Major Depressive Disorder
Wyeth Pharmaceuticals announces that data from two Phase 3 clinical studies of PRISTIQ (desvenlafaxine), an investigational serotonin-norepinephrine reuptake inhibitor (SNRI), showed that adult patients who received a 50 mg/day dose of PRISTIQ for the treatment of major depressive disorder (MDD) experienced a statistically significant reduction in the symptoms of major depression compared to placebo. The two studies, which evaluated efficacy and safety of PRISTIQ for the treatment of MDD at fixed doses of 50 mg/day and 100 mg/day, will be presented today at a major medical meeting. This will be the first time an analysis of the 50 mg/day dose for PRISTIQ for the treatment of MDD is presented.
In both studies, discontinuation rates due to adverse events (AEs) for PRISTIQ 50 mg/day were similar to placebo. In the two studies, the rates of discontinuation due to AEs for placebo and PRISTIQ 100 mg/day were three percent and seven percent, respectively.

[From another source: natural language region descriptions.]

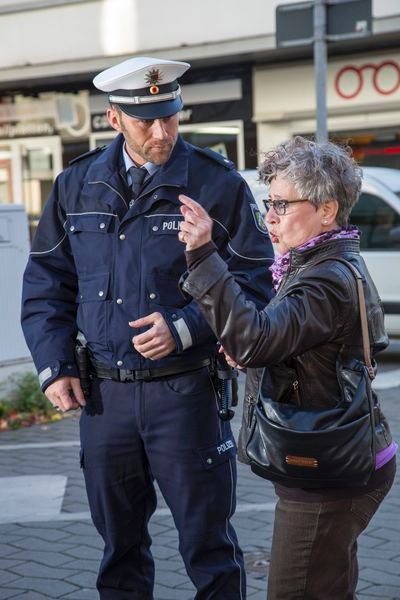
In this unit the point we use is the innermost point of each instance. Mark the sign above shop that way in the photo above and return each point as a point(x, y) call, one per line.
point(46, 115)
point(345, 20)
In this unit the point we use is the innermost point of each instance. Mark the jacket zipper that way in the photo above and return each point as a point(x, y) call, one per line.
point(111, 188)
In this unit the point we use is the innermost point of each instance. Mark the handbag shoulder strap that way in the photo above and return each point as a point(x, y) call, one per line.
point(363, 311)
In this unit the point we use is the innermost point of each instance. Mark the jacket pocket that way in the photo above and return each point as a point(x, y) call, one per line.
point(92, 241)
point(218, 453)
point(93, 305)
point(90, 223)
point(164, 291)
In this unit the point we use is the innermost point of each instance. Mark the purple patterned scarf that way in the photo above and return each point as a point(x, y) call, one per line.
point(281, 262)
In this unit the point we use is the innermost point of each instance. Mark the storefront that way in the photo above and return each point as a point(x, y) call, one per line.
point(363, 101)
point(40, 134)
point(37, 137)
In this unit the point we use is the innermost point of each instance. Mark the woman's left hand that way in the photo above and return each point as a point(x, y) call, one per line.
point(197, 227)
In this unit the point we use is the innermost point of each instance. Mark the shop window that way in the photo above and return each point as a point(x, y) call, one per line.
point(376, 219)
point(6, 186)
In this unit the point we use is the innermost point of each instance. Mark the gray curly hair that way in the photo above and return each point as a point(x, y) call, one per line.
point(319, 172)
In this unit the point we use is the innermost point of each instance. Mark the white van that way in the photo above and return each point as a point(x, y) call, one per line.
point(377, 215)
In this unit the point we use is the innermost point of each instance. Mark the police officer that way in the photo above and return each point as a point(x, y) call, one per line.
point(105, 265)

"These findings show that PRISTIQ has the potential to reduce symptoms of MDD at doses as low as 50 mg once daily," says Philip Ninan, M.D., Vice President, Neuroscience, Global Medical Affairs. "The response rates of patients in the 50 mg/day dose groups are similar to the rates seen at higher doses. We are also encouraged by the tolerability profile shown in the two studies presented at this meeting. Notably, subjects in the 50 mg/day dose groups were not titrated from a lower dose when initiating therapy."
Wyeth submitted in August 2007 the results of the two studies to the U.S. Food and Drug Administration (FDA) as part of its complete response to the FDA approvable letter it received in January 2007 for PRISTIQ for the treatment of MDD. FDA action on the application is expected during the first quarter of 2008. The clinical data for PRISTIQ presented at the meeting represent only a portion of the data from the ongoing clinical development of PRISTIQ and are not necessarily representative of the totality of data and other information that may affect further development, regulatory review and/or commercialization of PRISTIQ.
More About the Studies
Poster 145: Liebowitz M., et al. Evaluation of the Efficacy and Safety of Fixed Doses of Desvenlafaxine Succinate at 50 mg and 100 mg in Outpatients with Major Depressive Disorder in 2 Placebo-Controlled Trials
Data presented are from two identically designed multicenter, randomized, double-blind, placebo-controlled, eight-week studies, one conducted outside of the United States involving 483 adult patients, and one in the U.S. with 447 adult patients. Primary efficacy in both trials was determined based on change from baseline score on the 17-item Hamilton Depression Rating Scale (HAM-D17). Patients in both desvenlafaxine groups started treatment at 50 mg/day. For the 100 mg/day group, the dose was increased to 100 mg/day on the eighth day of the study.
The results of both trials showed that at the 50 mg/day dose, desvenlafaxine was associated with a significant reduction in the symptoms of MDD as measured by HAM-D17 scores over eight weeks compared with placebo (ex-US: p=0.002, 50 mg = -13.2, placebo = -10.7; U.S.: p=0.018, 50 mg = -11.5, placebo = -9.5). While the 100 mg/day dose showed a statistically significant improvement in the international study versus placebo (p<0.001, 100 mg = -13.7), this dose did not statistically separate from placebo in the U.S. study (p=0.065, 100 mg = -11.0).
In the U.S. study, rates of discontinuation due to AEs for the placebo, desvenlafaxine 50 mg/day and desvenlafaxine 100 mg/day groups were 3 percent, 3 percent and 7 percent, respectively. In the international study, these rates for the placebo, desvenlafaxine 50 mg/day and desvenlafaxine 100 mg/day groups were 3 percent, 5 percent and 7 percent, respectively.
Adverse events in both of these studies that were reported by at least five percent of the subjects and twice the rate of placebo included asthenia, anorexia, anxiety, dizziness and insomnia. Events also reported by at least five percent of the subjects and twice the rate of placebo in the international study were nausea, somnolence and abnormal ejaculation; and in the U.S. study they were constipation, dry mouth, myalgia, impotence and sweating. In the U.S. study, nausea was not among the adverse events reported by at least five percent of the subjects and twice the rate of placebo.